The Setup: Two Blockades, One Choke Point

The Strait of Hormuz — 21 miles wide at its narrowest, and where roughly 20% of the world’s oil normally passes through — now hosts two active blockades running simultaneously. The U.S. naval blockade that Trump ordered on April 13th. And Iran’s toll-collecting counter-blockade, reimposed the same week.

Tankers can’t move. Oil can’t flow. And the numbers are starting to look biblical.

Per Keith Kohl over at Energy and Capital, OPEC production plunged 27% month-over-month in March — from 28.7 million bpd to 20.8 million bpd. Iraq fell 61%. Kuwait fell 53%. UAE fell 44%. Even Saudi Arabia cut 23%. Global inventories outside the Middle East drained by 205 million barrels in a single month. That’s 6.6 million barrels a day just vanishing off the map.

This isn’t a forecast. This is the largest supply disruption in recorded history unfolding in real time.

Why It Matters: Higher-for-Longer Just Got Teeth

Here’s the part Wall Street is finally waking up to — oil fields aren’t light switches. Prolonged shut-ins damage reservoirs. Wells lose pressure. Equipment degrades. Saudi Aramco’s Khurais and Manifa fields alone — 600,000 bpd of capacity lost in the initial strikes — will take months to restore even after the strait reopens.

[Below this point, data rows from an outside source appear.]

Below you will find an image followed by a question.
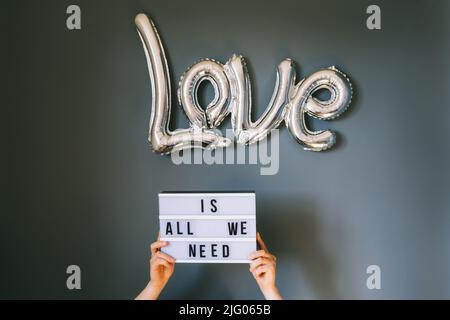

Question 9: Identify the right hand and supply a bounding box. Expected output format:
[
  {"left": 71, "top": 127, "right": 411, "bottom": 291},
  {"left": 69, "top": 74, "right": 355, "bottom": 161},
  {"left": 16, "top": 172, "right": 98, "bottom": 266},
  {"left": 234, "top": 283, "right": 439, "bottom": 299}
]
[{"left": 248, "top": 232, "right": 282, "bottom": 300}]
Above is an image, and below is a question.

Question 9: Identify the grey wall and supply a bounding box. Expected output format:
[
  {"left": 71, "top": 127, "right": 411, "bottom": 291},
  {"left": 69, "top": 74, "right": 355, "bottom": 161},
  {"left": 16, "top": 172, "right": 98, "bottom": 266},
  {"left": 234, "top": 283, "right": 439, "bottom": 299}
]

And the strait isn’t reopening any time soon. Polymarket traders have rerated the “permanent peace deal” odds sharply lower this week, with $45M+ in volume flowing toward “later-or-never” buckets. Goldman just bumped its Brent forecast to $80/barrel by year-end — $20 higher than pre-war — and that assumes the strait reopens. It won’t.

The Fed meets April 29. With WTI ripping, inflation expectations resetting higher, and the FOMC already pricing a 99% hold, the rate-cut doves are getting evicted from the narrative. Polymarket odds now put zero cuts in 2026 at 40.5% — the highest read of the year.

Meanwhile, one region is winning bigly: U.S. oil. We’re the only major producer not trapped behind Hormuz. Asia and Europe are paying premiums for barrels that don’t require dodging warships. The Jones Act waiver Trump issued last month? That just unlocked another bottleneck. Permian exports are ramping. Refiners are cranking.

The Play

This is a Permian trade, not a majors trade. Exxon and Chevron are already priced for the move — they’ll open their war chests to buy production, not generate returns for retail. The real edge is in mid-cap Permian drillers with spare capacity and pristine balance sheets — names like Permian Resources (PR), Matador (MTDR), and Vital Energy (VTLE). Add a hedge via the United States Oil Fund (USO) if you want direct WTI exposure without the drilling risk. Watch $100 WTI as the next psychological trigger — and keep stops tight below $88, because a sudden Hormuz reopening would hit this trade like a cold-weather front.

Higher for longer just became a trade, not a slogan. Sip accordingly.